Review: ShuffleNet V1 — Light Weight Model (Image Classification)

With Channel Shuffling, Outperforms MobileNetV1

Sik-Ho Tsang
Towards Data Science

--

ShuffleNet, Light Weight Models for Limited Computational Budget Devices such as Drones (https://unsplash.com/photos/DiTiYQx0mh4)

In this story, ShuffleNet V1, by Megvii Inc. (Face++), is briefly reviewed. ShuffleNet pursues the best accuracy in very limited computational budgets at tens or hundreds of MFLOPs, focusing on common mobile platforms such as drones, robots, and smartphones. By shuffling the channels, ShuffleNet outperforms MobileNetV1. In ARM device, ShuffleNet achieves 13× actual speedup over AlexNet while maintaining comparable accuracy. This is a paper in 2018 CVPR with more than 300 citations. (Sik-Ho Tsang @ Medium)

Outline

  1. Channel Shuffle for Group Convolutions
  2. ShuffleNet Unit
  3. ShuffleNet Architecture
  4. Ablation Study
  5. Comparison with State-of-the-art Approaches

1. Channel Shuffle for Group Convolutions

(a) Two Stacked Group Convolutions (GConv1 & GConv2), (b) Shuffle the channels before convolution, (c) Equivalent implementation of (b)
  • Group convolutions are used in AlexNet and ResNeXt.
  • (a): There is no channel shuffle, each output channel only relates to the input channels within the group. This property blocks information flow between channel groups and weakens representation.
  • (b): If we allow group convolution to obtain input data from different groups, the input and output channels will be fully related.
  • (c): The operations in (b) can be efficiently and elegantly implemented by a channel shuffle operation. Suppose a convolutional layer with g groups whose output has g×n channels; we first reshape the output channel dimension into (g, n), transposing and then flattening it back as the input of next layer.
  • And channel shuffle is also differentiable, which means it can be embedded into network structures for end-to-end training.

2. ShuffleNet Unit

(a) bottleneck unit with depthwise convolution (DWConv), (b) ShuffleNet unit with pointwise group convolution (GConv) and channel shuffle, (c) ShuffleNet unit with stride = 2.
  • (a) Bottleneck Unit: This is a standard residual bottleneck unit, but with depthwise convolution used. (Depthwise convolution is used in MobileNetV1.) With 1×1 then 3×3 DW then 1×1 convolutions used, it can be also treatedas a bottleneck type of depthwise separable convolution used in MobileNetV2.
  • (b) ShuffleNet Unit: The first and second 1×1 convolutions are replaced by group convolutions. A channel shuffle is applied after the first 1×1 convolution.
  • (c) ShuffleNet Unit with Stride=2: When stride is applied, a 3×3 average pooling on the shortcut path is added. Also, the element-wise addition is replaced with channel concatenation, which makes it easy to enlarge channel dimension with little extra computation cost.
  • Given the input c×h×w, and bottleneck channels m, ResNet unit requires hw(2cm+9m²) FLOPs and ResNeXt requires hw(2cm+9m²/g) FLOPs, while ShuffleNet only requires hw(2cm/g+9m) FLOPs where g is the number of group convolutions.
  • In other words, given a computational budget, ShuffleNet can use wider feature maps. We find this is critical for small networks, as tiny networks usually have an insufficient number of channels to process the information.

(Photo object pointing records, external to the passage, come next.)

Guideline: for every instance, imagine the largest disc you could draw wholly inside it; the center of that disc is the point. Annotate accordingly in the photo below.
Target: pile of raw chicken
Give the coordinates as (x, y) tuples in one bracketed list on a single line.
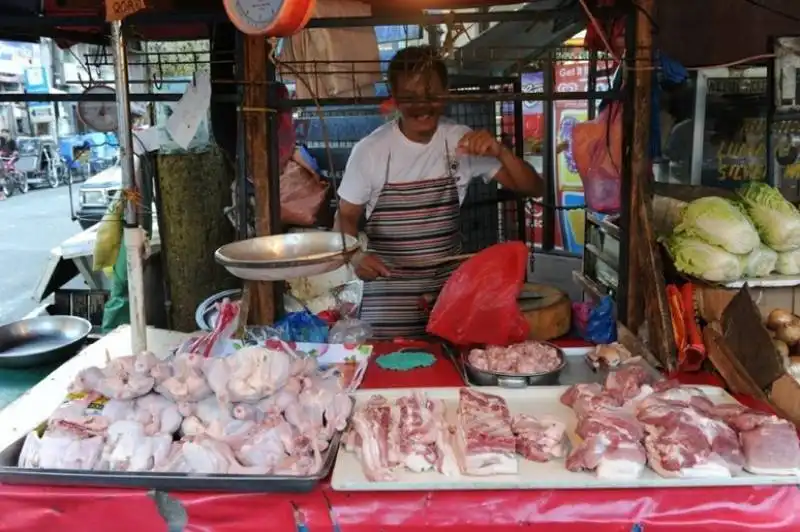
[(258, 411), (622, 425), (677, 431)]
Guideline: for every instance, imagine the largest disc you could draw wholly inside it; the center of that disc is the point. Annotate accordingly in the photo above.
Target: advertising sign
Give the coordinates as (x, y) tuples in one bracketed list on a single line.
[(15, 57), (35, 82)]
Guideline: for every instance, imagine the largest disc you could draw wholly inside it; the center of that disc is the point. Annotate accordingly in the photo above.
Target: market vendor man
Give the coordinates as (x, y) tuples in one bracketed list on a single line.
[(408, 179)]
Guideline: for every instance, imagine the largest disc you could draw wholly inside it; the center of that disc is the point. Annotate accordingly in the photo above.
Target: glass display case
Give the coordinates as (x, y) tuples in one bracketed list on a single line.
[(729, 128)]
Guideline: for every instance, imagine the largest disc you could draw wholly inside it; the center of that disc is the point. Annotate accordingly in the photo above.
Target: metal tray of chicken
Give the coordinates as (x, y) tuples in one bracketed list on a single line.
[(11, 474)]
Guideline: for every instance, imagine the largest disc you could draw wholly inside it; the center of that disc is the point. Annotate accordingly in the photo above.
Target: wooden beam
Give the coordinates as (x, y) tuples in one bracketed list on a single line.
[(256, 64), (647, 301)]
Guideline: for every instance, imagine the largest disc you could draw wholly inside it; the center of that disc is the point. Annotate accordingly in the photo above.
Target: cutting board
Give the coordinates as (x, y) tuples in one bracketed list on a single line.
[(547, 310), (537, 401)]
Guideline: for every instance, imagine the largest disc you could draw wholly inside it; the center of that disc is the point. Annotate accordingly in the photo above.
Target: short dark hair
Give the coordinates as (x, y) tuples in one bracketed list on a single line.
[(413, 60)]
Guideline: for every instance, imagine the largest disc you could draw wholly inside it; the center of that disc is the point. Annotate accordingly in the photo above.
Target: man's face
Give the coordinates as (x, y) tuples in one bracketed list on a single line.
[(420, 117)]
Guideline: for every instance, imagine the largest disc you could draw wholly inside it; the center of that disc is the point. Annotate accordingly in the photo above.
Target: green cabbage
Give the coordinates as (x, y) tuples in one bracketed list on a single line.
[(777, 220), (760, 262), (788, 262), (700, 259), (719, 222)]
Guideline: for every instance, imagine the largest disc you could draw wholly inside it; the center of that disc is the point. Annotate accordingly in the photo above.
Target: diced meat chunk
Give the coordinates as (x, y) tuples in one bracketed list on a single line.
[(524, 358)]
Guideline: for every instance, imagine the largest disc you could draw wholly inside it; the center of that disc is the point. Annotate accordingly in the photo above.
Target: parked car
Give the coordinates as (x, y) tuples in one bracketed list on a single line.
[(96, 193), (39, 161)]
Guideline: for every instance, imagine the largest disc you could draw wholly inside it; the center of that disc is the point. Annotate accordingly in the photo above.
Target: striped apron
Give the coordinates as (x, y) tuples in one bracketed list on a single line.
[(411, 225)]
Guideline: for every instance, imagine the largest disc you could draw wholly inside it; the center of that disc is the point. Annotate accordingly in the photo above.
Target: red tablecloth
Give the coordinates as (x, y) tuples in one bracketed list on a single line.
[(29, 508)]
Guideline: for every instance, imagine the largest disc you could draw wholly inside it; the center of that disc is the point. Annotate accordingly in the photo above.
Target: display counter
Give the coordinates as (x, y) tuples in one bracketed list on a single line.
[(29, 508)]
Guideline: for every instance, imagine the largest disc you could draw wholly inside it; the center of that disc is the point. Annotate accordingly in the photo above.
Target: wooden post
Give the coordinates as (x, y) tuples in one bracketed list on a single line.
[(646, 294), (256, 64)]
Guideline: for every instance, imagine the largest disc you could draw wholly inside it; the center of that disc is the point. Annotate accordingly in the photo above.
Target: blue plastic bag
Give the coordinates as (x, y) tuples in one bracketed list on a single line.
[(601, 327), (302, 326)]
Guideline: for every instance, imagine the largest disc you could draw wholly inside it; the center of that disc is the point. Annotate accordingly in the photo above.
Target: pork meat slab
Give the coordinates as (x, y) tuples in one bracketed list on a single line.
[(484, 442)]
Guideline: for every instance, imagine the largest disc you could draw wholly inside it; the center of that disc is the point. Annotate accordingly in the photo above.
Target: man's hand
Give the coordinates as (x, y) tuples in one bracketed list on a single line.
[(369, 267), (480, 143)]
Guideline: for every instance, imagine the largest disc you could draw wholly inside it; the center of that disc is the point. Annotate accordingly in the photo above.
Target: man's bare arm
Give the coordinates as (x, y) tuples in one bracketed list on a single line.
[(347, 217)]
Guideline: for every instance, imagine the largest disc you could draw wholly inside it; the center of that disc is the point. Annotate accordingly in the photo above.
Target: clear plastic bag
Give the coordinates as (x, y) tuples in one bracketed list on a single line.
[(350, 331), (302, 327)]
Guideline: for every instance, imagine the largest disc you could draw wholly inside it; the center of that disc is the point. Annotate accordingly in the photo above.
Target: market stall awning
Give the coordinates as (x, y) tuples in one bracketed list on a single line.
[(83, 20)]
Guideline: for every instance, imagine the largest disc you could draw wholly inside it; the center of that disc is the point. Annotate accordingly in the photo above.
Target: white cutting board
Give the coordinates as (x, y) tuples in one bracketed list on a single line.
[(537, 401)]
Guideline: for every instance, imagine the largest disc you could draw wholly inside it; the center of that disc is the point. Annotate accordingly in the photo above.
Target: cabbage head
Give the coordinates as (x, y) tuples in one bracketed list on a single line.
[(788, 262), (719, 222), (760, 262), (700, 259), (777, 220)]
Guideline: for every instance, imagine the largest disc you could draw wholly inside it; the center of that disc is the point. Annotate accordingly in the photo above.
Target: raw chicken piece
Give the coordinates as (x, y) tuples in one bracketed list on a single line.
[(158, 414), (119, 379), (248, 375), (539, 440), (184, 380), (118, 410), (60, 450), (268, 446), (303, 367), (128, 448), (610, 458), (206, 455)]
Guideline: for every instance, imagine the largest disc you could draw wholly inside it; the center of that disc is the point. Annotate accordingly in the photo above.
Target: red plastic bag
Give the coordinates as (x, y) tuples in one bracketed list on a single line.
[(478, 304), (597, 150)]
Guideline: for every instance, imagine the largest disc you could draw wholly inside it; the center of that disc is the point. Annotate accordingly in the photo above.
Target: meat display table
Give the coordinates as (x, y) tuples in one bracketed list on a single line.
[(42, 508)]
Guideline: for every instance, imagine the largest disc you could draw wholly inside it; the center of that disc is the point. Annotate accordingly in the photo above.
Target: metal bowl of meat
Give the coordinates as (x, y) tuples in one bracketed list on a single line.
[(516, 366), (288, 256)]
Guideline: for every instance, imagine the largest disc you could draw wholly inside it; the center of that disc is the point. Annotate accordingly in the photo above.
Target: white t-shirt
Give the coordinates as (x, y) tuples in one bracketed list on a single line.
[(409, 161)]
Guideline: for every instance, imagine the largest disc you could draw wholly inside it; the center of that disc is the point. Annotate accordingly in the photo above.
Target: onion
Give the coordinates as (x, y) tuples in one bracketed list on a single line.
[(789, 334), (779, 318), (781, 348)]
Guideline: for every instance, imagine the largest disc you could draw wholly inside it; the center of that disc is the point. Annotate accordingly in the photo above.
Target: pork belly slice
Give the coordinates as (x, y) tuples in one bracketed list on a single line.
[(418, 425), (682, 441), (539, 440), (609, 457), (484, 443), (376, 446)]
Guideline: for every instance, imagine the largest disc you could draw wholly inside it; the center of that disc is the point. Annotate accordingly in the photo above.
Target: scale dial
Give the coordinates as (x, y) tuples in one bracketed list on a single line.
[(99, 116), (271, 18)]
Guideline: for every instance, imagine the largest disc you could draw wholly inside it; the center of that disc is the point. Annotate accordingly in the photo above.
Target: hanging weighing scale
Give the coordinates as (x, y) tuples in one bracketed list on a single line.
[(271, 18), (99, 116)]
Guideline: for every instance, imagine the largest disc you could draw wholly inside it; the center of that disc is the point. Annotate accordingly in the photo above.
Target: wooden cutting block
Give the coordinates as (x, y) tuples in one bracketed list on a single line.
[(547, 310)]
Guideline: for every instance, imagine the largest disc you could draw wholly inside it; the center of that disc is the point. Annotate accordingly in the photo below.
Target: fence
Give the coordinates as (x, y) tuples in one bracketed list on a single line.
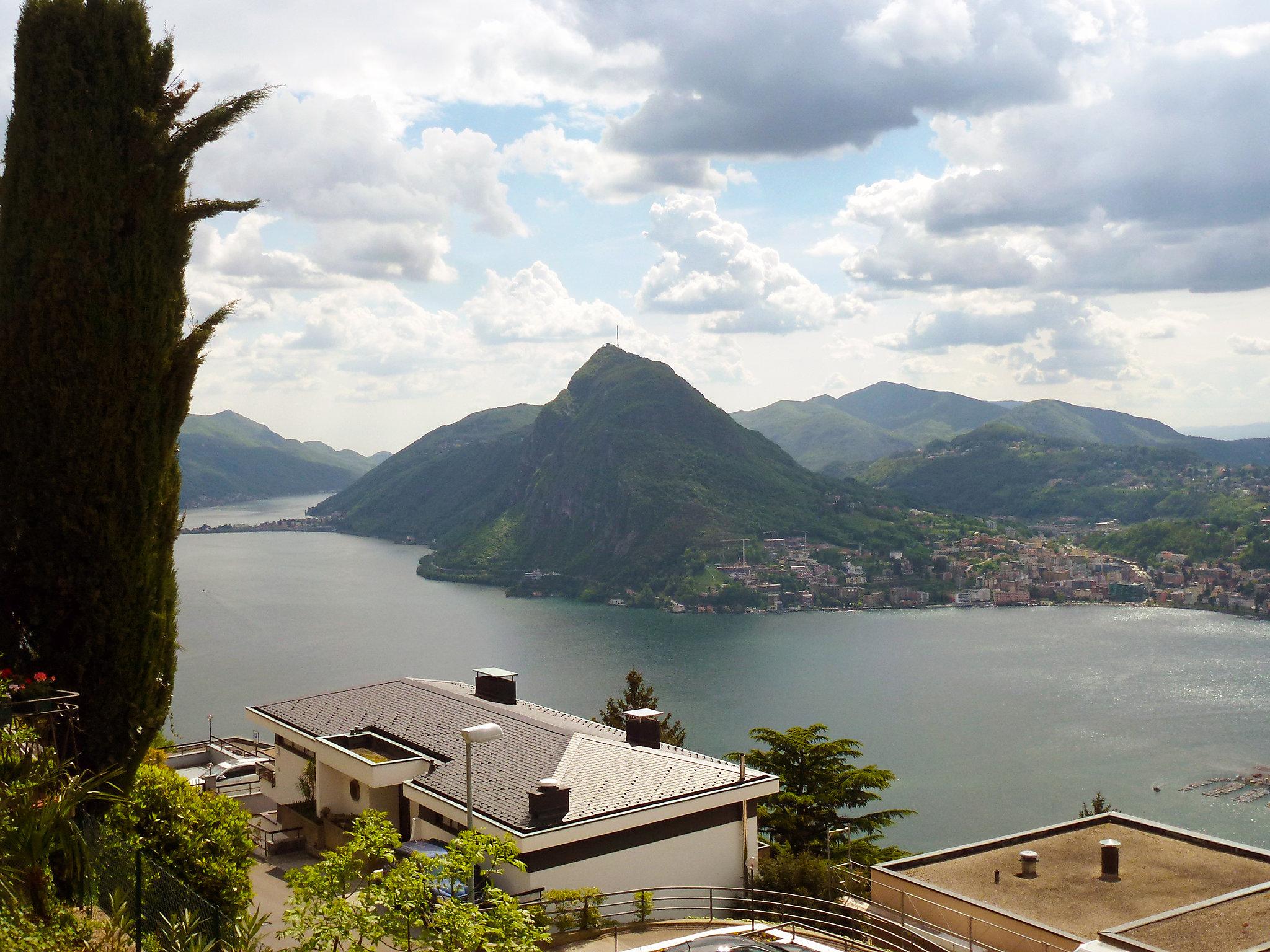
[(923, 914), (855, 928), (121, 878)]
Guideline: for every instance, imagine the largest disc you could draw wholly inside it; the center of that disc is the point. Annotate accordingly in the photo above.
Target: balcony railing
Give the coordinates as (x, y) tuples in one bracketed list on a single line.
[(949, 927), (855, 928)]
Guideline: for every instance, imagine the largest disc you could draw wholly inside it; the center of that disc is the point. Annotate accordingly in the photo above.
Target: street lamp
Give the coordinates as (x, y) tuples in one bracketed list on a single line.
[(479, 734)]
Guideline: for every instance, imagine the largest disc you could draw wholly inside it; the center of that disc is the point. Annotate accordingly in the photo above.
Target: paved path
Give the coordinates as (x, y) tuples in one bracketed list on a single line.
[(272, 891)]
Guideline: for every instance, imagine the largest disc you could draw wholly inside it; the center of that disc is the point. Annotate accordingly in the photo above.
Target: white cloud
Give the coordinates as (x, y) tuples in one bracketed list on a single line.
[(379, 206), (605, 174), (1152, 183), (710, 268), (1046, 339), (534, 305), (1250, 346), (770, 79)]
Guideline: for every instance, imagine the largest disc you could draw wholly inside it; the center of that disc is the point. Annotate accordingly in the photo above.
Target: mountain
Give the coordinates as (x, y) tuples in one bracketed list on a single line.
[(918, 415), (226, 457), (616, 479), (1001, 469), (897, 413), (443, 484), (821, 436), (1241, 431)]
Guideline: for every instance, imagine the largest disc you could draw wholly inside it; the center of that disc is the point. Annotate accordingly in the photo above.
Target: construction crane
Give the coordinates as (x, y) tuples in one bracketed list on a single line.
[(742, 546)]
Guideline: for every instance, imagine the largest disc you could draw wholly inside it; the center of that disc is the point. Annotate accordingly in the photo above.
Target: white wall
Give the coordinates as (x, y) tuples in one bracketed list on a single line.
[(710, 857), (287, 769), (333, 791)]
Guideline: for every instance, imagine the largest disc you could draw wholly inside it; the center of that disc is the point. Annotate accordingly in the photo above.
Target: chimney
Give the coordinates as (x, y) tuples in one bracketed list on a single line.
[(1110, 860), (1028, 857), (644, 728), (549, 803), (495, 684)]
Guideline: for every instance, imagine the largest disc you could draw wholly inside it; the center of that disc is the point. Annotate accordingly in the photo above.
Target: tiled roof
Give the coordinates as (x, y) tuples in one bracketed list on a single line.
[(605, 775)]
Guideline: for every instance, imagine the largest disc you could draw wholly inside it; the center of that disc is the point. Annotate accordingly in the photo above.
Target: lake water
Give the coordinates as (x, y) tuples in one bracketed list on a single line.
[(995, 720)]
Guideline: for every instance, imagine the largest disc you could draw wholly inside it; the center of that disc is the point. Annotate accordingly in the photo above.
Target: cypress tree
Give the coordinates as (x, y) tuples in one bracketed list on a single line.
[(98, 358)]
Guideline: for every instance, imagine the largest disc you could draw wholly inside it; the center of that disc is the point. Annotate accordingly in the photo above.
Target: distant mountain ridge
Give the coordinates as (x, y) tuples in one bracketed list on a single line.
[(886, 418), (225, 457), (616, 479)]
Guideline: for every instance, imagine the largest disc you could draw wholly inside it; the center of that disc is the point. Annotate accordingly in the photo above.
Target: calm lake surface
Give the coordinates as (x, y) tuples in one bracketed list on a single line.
[(995, 720)]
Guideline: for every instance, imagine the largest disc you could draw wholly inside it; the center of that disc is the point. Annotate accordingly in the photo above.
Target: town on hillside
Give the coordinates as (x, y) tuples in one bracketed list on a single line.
[(790, 574)]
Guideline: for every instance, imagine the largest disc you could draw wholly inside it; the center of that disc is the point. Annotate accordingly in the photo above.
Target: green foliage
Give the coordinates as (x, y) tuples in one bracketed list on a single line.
[(575, 909), (358, 896), (1143, 544), (818, 781), (799, 874), (306, 783), (837, 436), (1099, 805), (644, 904), (64, 931), (97, 361), (1001, 469), (628, 478), (638, 697), (202, 838), (41, 837), (226, 457)]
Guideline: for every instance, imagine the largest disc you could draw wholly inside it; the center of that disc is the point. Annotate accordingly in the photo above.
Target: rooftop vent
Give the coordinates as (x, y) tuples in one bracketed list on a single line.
[(644, 728), (495, 684), (1028, 858), (549, 803), (1110, 860)]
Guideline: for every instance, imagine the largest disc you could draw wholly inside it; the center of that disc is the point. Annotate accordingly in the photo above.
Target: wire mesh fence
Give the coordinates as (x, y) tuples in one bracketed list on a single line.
[(125, 883)]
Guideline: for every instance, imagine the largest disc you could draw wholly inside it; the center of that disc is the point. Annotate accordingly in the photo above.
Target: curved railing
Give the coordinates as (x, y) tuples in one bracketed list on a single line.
[(763, 909)]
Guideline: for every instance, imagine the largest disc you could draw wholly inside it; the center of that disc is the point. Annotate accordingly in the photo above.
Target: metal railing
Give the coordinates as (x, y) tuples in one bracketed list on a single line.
[(973, 932), (855, 928)]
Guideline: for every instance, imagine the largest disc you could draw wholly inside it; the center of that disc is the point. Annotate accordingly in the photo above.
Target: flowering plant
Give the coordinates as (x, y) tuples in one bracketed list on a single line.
[(17, 687)]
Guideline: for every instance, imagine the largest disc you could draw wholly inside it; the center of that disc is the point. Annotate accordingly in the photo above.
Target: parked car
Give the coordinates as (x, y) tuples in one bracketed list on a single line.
[(455, 889), (226, 774)]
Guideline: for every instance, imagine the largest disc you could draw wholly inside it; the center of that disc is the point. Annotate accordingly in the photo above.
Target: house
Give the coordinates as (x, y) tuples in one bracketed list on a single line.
[(586, 804), (1109, 883)]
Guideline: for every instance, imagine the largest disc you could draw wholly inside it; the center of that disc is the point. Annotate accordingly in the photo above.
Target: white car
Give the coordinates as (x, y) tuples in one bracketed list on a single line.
[(225, 774)]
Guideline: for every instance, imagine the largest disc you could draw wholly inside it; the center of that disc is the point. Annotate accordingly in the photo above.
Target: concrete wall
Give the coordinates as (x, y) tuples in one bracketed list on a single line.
[(287, 769), (954, 914), (710, 857), (333, 791)]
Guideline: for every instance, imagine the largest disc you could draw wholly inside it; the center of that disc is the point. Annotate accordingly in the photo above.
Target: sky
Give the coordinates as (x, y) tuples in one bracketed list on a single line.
[(1013, 200)]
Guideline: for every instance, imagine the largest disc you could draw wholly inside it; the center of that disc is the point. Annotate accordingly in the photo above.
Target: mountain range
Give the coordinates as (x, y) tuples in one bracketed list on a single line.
[(626, 477), (838, 436), (226, 457)]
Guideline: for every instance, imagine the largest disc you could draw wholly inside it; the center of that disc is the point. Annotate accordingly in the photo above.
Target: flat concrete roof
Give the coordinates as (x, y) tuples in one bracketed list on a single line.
[(1231, 926), (1161, 870)]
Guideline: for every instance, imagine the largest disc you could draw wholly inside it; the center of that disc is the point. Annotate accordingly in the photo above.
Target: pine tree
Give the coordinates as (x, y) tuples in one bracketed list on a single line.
[(97, 359), (641, 696)]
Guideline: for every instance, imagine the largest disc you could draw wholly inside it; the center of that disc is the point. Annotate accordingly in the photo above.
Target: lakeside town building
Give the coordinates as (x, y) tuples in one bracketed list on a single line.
[(585, 804)]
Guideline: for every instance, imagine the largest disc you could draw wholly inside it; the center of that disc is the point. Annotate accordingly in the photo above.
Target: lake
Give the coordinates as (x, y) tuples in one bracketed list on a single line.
[(995, 719)]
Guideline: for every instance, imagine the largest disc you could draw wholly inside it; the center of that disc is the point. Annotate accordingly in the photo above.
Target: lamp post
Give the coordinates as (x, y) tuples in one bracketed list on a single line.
[(479, 734)]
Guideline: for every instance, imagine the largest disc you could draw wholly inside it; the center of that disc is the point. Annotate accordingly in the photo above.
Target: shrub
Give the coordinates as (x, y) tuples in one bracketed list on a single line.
[(643, 906), (575, 909), (801, 875), (202, 838)]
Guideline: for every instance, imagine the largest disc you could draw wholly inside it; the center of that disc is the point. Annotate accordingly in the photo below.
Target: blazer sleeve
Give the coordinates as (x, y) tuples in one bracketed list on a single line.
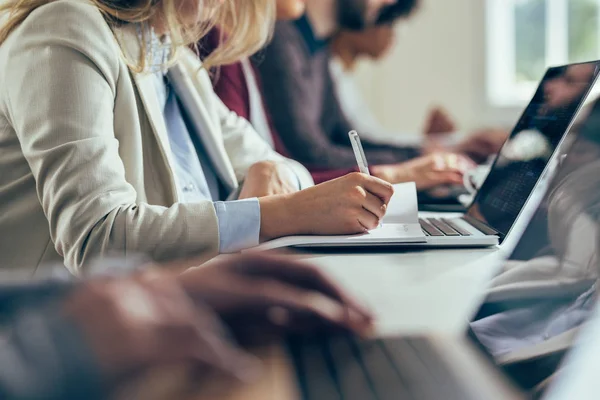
[(243, 144), (60, 90)]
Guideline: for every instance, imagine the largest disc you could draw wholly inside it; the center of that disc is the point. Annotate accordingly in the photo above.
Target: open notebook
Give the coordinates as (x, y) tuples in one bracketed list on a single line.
[(399, 226)]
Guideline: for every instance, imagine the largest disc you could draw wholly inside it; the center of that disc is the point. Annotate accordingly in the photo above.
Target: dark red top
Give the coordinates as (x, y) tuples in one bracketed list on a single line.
[(230, 85)]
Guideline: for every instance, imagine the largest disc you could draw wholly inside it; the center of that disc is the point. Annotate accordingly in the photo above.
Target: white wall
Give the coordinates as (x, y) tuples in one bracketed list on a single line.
[(439, 59)]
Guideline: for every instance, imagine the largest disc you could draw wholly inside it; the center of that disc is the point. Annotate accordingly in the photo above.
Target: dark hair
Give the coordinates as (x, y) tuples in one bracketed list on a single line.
[(401, 8)]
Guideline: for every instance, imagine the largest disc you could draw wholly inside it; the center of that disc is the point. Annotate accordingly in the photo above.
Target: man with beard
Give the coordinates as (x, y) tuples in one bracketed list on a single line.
[(299, 90)]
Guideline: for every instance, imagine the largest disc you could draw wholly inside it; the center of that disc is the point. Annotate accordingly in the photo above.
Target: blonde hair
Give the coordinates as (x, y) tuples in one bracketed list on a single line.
[(246, 25)]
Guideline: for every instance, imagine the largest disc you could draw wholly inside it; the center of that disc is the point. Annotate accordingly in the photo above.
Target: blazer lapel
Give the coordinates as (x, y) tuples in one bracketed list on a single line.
[(206, 127), (145, 85)]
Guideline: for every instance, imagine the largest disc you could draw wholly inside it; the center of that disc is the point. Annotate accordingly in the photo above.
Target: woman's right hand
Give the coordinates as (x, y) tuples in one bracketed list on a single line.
[(354, 203)]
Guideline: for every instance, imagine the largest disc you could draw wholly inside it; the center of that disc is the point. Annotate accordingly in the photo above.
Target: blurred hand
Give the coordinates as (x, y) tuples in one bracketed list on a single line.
[(148, 321), (439, 122), (268, 178), (483, 144), (351, 204), (257, 295), (427, 171)]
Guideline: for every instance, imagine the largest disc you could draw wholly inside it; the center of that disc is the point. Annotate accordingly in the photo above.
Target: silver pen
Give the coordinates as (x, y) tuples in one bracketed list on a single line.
[(359, 152)]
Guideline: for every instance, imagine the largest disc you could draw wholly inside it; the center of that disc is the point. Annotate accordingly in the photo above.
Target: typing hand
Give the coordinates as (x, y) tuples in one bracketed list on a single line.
[(268, 178), (256, 295), (483, 144), (149, 322), (351, 204), (428, 171)]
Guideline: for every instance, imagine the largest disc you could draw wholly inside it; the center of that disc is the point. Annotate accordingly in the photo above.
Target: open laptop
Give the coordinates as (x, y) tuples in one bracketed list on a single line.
[(535, 142), (424, 368)]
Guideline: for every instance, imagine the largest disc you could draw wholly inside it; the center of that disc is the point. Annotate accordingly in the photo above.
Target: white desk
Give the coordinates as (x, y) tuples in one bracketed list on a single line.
[(432, 291)]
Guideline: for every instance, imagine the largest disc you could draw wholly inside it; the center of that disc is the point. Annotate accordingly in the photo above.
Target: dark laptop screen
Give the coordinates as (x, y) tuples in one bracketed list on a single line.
[(531, 145)]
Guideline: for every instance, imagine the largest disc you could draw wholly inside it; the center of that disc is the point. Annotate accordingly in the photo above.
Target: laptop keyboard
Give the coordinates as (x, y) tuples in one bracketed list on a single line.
[(442, 227), (346, 368)]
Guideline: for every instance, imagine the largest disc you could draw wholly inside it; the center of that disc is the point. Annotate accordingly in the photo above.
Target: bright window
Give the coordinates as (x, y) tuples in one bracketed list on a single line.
[(524, 37)]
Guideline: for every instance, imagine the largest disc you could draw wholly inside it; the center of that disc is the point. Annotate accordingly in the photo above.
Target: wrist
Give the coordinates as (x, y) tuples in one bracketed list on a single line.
[(277, 217)]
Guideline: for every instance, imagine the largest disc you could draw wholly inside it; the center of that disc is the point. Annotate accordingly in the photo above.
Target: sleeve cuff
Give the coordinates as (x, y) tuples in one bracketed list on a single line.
[(239, 224)]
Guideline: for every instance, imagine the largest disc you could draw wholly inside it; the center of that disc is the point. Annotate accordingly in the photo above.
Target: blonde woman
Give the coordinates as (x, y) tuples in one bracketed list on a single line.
[(113, 140)]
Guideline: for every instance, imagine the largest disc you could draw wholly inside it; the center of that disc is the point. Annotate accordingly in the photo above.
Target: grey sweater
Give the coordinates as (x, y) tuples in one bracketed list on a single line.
[(298, 90)]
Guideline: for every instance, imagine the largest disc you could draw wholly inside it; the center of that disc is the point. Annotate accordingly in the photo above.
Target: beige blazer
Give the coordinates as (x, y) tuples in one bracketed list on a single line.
[(85, 164)]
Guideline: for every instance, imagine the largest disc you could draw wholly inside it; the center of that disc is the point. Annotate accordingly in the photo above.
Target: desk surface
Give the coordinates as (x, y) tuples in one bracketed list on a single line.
[(424, 292), (411, 292)]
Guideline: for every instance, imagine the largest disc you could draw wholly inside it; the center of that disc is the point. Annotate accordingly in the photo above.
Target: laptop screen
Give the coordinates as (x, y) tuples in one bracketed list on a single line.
[(526, 153), (548, 287)]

3. ShuffleNet Architecture

ShuffleNet Architecture
  • The proposed network is mainly composed of a stack of ShuffleNet units grouped into three stages.
  • The number of bottleneck channels is set to 1/4 of the output channels for each ShuffleNet unit.
  • A scale factor s is applied on the number of channels. The networks in the above table is denoted as “ShuffleNet 1×”, then ”ShuffleNet s×” means scaling the number of filters in ShuffleNet 1× by s times thus overall complexity will be roughly s² times of ShuffleNet 1×.

4. Ablation Study

  • ImageNet 2012 classification validation set is used.

4.1. Different Number of Group Convolutions g

Different number of group convolutions g
  • With g = 1, i.e. no pointwise group convolution.
  • Models with group convolutions (g > 1) consistently perform better than the counterparts without pointwise group convolutions (g = 1).
  • Smaller models tend to benefit more from groups.
  • For example, for ShuffleNet 1× the best entry (g = 8) is 1.2% better than the counterpart, while for ShuffleNet 0.5× and 0.25×, the gaps become 3.5% and 4.4% respectively.
  • For some models (e.g. ShuffleNet 0.5×) when group numbers become relatively large (e.g. g = 8), the classification score saturates or even drops. With an increase in group number (thus wider feature maps), input channels for each convolutional filter become fewer, which may harm representation capability.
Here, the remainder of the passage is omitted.